An image of HIV from a scanning electron microscope. A vaccine project is in very early stages, but it's sparking interest among scientists in the field.
Ever since the AIDS epidemic erupted nearly 40 years ago, researchers have tried to make a vaccine.
The efforts typically end up like this: "Failure Of Latest HIV Vaccine Test: A 'Huge Disappointment.' "
Now researchers have come up with a new blueprint.
The method behind their potential vaccine mimics a rare process detected in the immune systems of some people with HIV — a process the reduces the amount of virus in the body.
The team from Duke and Harvard behind the work, which appears this month in the journal Science, says there is still a long road ahead before an actual vaccine is ready for large-scale field trials. But scientists in the field are more optimistic than they've been for some time.
"For the first 20 years after the virus was discovered, the field tried to make a vaccine using the techniques that all the successful measles, mumps, rubella, polio vaccines had been made with in the past. And none of those worked," says Barton Haynes, director of the Duke Human Vaccine Institute and a lead author of the new research. But with a virus that's constantly mutating to evade the immune system, the antibodies generated weren't strong enough to fight it off.
But in about 20% of people who get infected with HIV, their immune systems will make special proteins called "broadly neutralizing antibodies." These antibodies live up to their name by wiping out many different strains of HIV by attacking the parts of the virus that stay constant, even as it evolves.
These proteins tend to develop several years after infection and can stop the virus from replicating for a while — although they don't cure people of HIV because there's always a reservoir of the virus hiding out in cells where antibodies can't reach them.
But earlier tests in animals showed a powerful way forward: When they were infused with these antibodies before exposure to HIV, infections were prevented.
But there was a problem: The protection was short-lived.
In the new research, Haynes and his colleagues use computer modeling and lab testing on mice and monkeys to figure out how to train an immune system that's not been compromised by HIV to create these special antibodies — and then continue to make new, stronger generations.
"We show a new way to design the HIV vaccine to guide the broadly neutralizing antibodies to go down paths they rarely go down on their own," Haynes says. The vaccine would also train the immune system to make these antibodies in months instead of the natural timetable of years after human exposure to the virus.
The approach looks promising to Rowena Johnston, research director at the nonprofit Foundation for AIDS Research, or amfAR, who was not involved with the study. "Nature is the best engineer when it comes to working out what our immune system should do," she says.
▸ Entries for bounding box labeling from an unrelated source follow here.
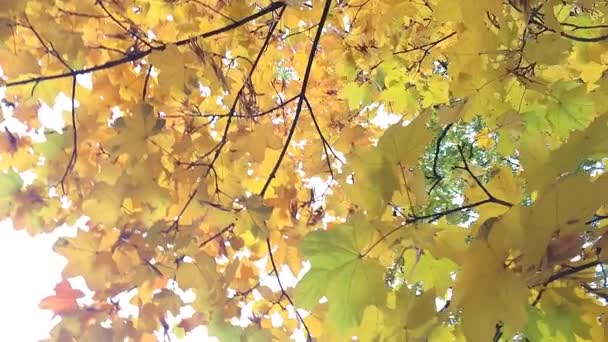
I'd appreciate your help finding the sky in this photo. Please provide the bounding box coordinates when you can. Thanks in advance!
[0,220,66,342]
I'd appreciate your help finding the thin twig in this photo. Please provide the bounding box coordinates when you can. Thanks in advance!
[260,0,331,197]
[59,76,78,194]
[266,239,312,342]
[4,1,285,88]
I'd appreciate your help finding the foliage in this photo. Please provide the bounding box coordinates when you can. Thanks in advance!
[0,0,608,341]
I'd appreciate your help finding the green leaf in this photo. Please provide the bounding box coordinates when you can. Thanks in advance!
[295,220,386,332]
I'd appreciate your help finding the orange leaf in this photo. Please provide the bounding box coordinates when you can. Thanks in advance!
[39,279,84,315]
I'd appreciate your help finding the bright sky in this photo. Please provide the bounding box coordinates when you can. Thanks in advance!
[0,220,66,342]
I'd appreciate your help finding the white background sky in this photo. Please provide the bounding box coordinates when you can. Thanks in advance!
[0,220,66,342]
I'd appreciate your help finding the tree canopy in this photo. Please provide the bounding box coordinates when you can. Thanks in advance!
[0,0,608,342]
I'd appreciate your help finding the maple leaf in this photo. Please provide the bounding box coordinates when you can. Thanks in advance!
[0,0,608,341]
[39,279,84,315]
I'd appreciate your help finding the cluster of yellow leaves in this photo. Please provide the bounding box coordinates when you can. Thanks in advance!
[0,0,608,341]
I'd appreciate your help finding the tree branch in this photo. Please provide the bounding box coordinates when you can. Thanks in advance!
[4,1,285,88]
[260,0,331,198]
[266,238,312,342]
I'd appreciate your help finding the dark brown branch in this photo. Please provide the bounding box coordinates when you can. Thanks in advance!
[542,260,602,286]
[458,146,513,207]
[141,64,152,101]
[393,32,456,55]
[59,76,78,194]
[260,0,331,197]
[164,3,285,233]
[559,23,608,31]
[560,32,608,43]
[585,215,608,224]
[304,96,344,178]
[266,238,314,342]
[96,0,155,49]
[4,1,285,88]
[581,283,608,300]
[198,223,234,248]
[428,123,454,194]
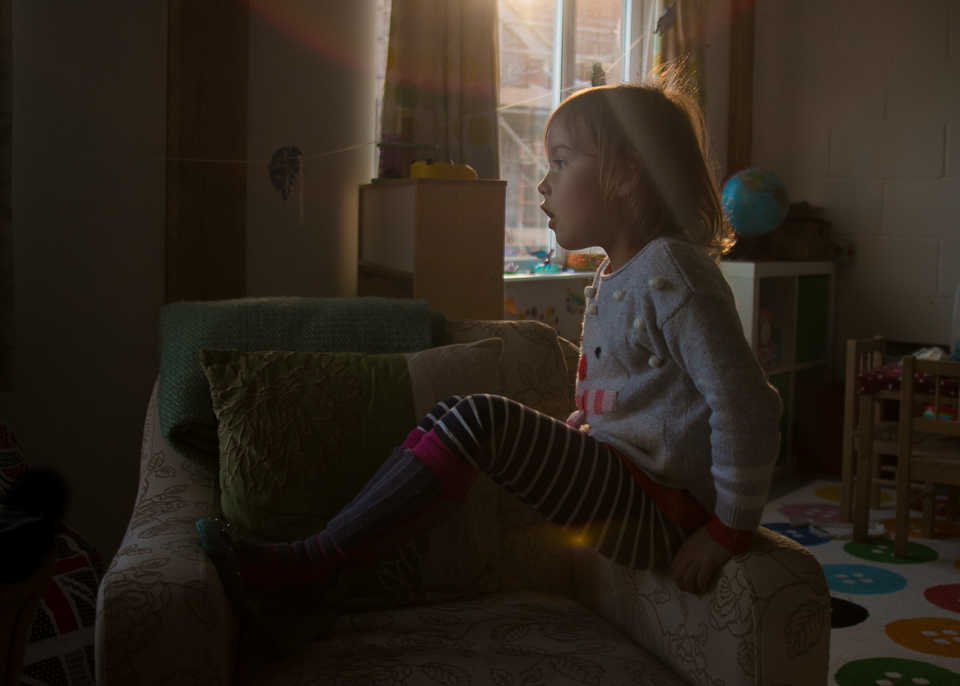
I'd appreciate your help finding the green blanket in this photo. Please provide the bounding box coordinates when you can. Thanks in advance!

A vaccine based on these antibodies also has the potential to be far more effective than others in development. There currently are three HIV vaccine candidates in the final stages of human testing, and they'll be considered successful if they protect just half the exposed population from getting HIV. The benefit of this new method is that because it's introducing more powerful antibodies than the other vaccine candidates, it could lead to a vaccine that is 80-90% effective, says Dr. John Mascola, director of the Vaccine Research Center at the National Institutes of Health (NIH), who was not involved with the study.
Haynes' team is a third of the way through developing several of these antibodies, and they'll need more types to make an effective vaccine, something they say they're confident they'll be able to do.
Mascola estimates that it will take at least another five years for an HIV vaccine based on this research to get to large-scale clinical trials.